Melanie’s Response and Rewritten Draft
Sarah,
I really appreciate your kind comments, especially that you feel I succeeded in stringing together this spiderling’s tumbled thoughts. I considered your question to diagram the poem but I’d pull out my hair doing so! (I guess Laurence could’ve made diagramming the poem a part of the assignment, I’m so glad he didn’t.) I just now realize that I sent you two versions of the poem, the one in the body of the email was the more recent draft than what I attached, but no matter. I agree with your suggestion of the comma, so thank you very much.
Brown Recluse
Please don’t hate me,
a spiderling born suddenly
homeless during a summer of rain,
poured out of silk with fifty
sisters, fighting for space on a branch
as your hand hit me—yes, I fanged
your flesh not because I hate you—
(I have nothing but this precious
salve to slow down a clumsy great
body like yours, cutting through everything,
crushing life in a single step) simply put, fear
is born into us, how we turn aside,
how we must hide—I must leave
this restless weed, born
essentially alone as I was, hatched
during a season of prayed-for rain,
between a hill country highway
and a service road lined with tents, luscious
cardboard hiding places, breathtaking beauty!
Sarah’s Reply
Yes, I like what you've done very much. I can follow the structure through it readily now (and diagramming was drilled into me as I went through school but I didn't teach it later because for so many people it's just an additional barrier, not a helpful tool). I also follow the twists and turns of your thoughts much better now. I suspect more than a little of that is because I'm reading your later version. Anyway, I like it, and I find the little spider charming (even if she can be lethal)

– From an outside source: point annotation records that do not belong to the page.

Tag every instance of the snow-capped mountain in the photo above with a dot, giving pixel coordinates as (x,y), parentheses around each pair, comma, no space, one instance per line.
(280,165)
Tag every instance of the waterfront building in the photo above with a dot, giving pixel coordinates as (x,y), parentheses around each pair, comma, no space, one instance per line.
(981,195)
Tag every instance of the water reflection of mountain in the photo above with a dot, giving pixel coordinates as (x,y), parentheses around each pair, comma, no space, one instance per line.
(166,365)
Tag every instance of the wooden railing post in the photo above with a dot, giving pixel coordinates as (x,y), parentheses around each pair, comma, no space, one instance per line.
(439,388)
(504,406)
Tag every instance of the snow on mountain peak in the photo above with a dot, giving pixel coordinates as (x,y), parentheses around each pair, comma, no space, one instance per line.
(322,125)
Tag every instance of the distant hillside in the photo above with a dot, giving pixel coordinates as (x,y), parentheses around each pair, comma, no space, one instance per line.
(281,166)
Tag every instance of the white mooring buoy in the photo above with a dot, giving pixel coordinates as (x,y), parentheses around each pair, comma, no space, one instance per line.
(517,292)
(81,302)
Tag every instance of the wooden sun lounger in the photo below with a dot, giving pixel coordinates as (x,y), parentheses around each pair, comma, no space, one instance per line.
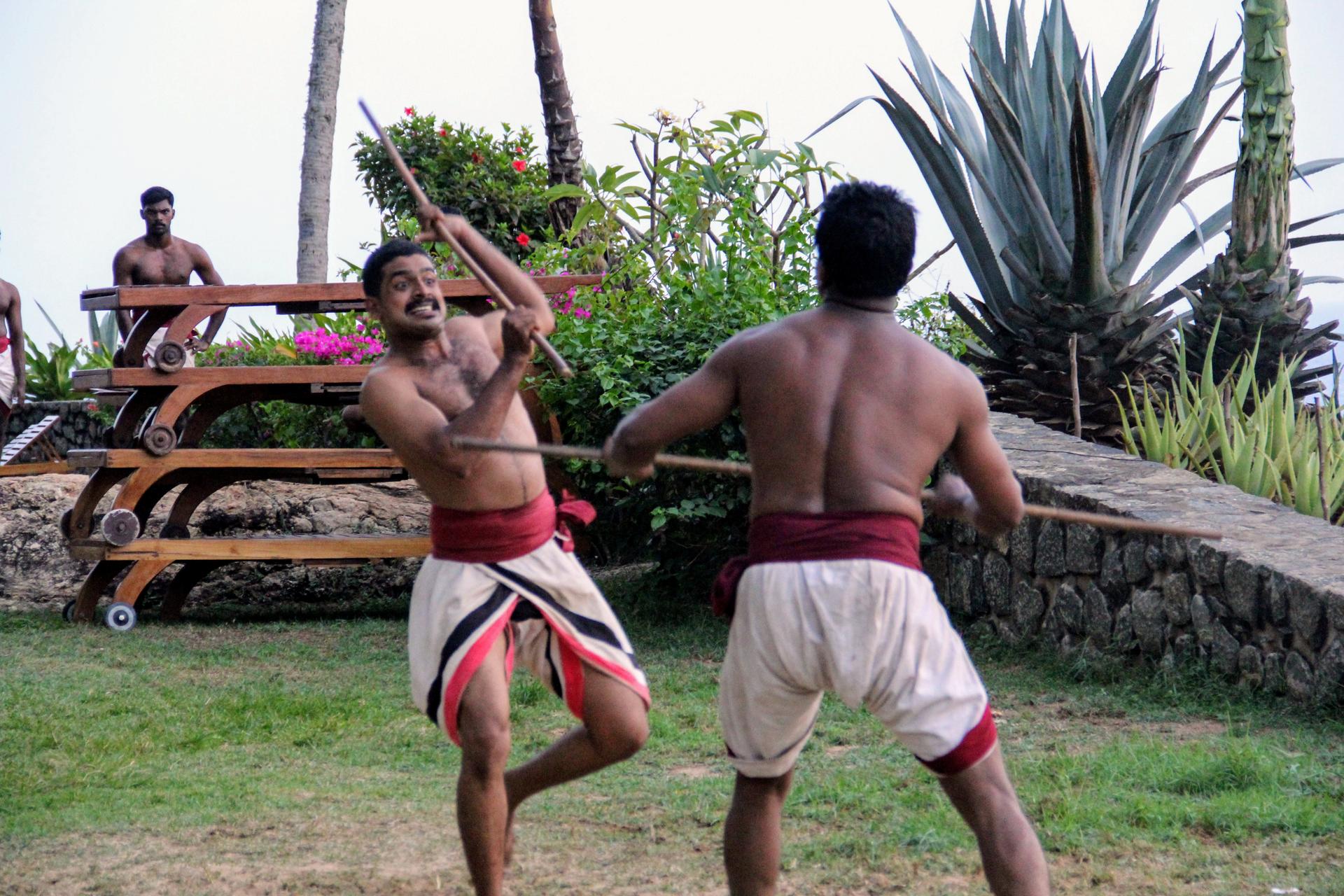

And I was thinking about your feedback and have a couple of fixes to my poem after all, not big changes but clarifying some meanings (sometimes it takes a while for my unconscious to work on these things). I may be able to get to it today but it will probably be over the weekend.
The following Tuesday…
Well, I did get the poem revised. I revised it and wasn't satisfied with the changes, sat on it, showed it to a friend, and walked some of the changes back (they did remove some ambiguities but made it flatter). I reread it this morning and am good with it.
Sarah’s Revised Poem
Time Lapse
Clouds slide above the lake, flat-bottomed cumulus
that puff custard at the top and presage storm. They shadow
the white-capped water; they lift past the hills and travel on.
If we were to set a camera to catch them for the day,
we'd see them speed past, dissipate, then edge back in,
lines of white following the currents of the sky,
and if we kept on filming, a week, a month, a year,
the air would flicker—white gray blue, rain sun fog—
clouds blinking into being and passing on.
Decades would show us winter, dim, wind from the north,
summer glare slapping from waves—a perpetual pattern,
days lengthening and shortening in their season.
A hundred years might pass, morse code of light and dark,
and then more, a blur like a stream photographed at twilight,
whose current turns to mist flowing between forest stones.
Beneath the ever-changing torrent of the sky, windows
glisten on the far shore. Their lamps pulse the dark,
flashes and shadows on a quiver of water.
In centuries, lights outline the growing sand, then cluster high
and haze the night. They fade, give way to a necklace of light
faint through heavy trees along a twist of canyon.
Now, gaps in the string, and now a single gleam under the stars.
A firefly on a river bank, dark and bright, dark and light,
it lasts its moment, before the trees close round it, black.
Night comes and then day, storm and then sun, the years stream,
and all the long passing, the clouds sweep over.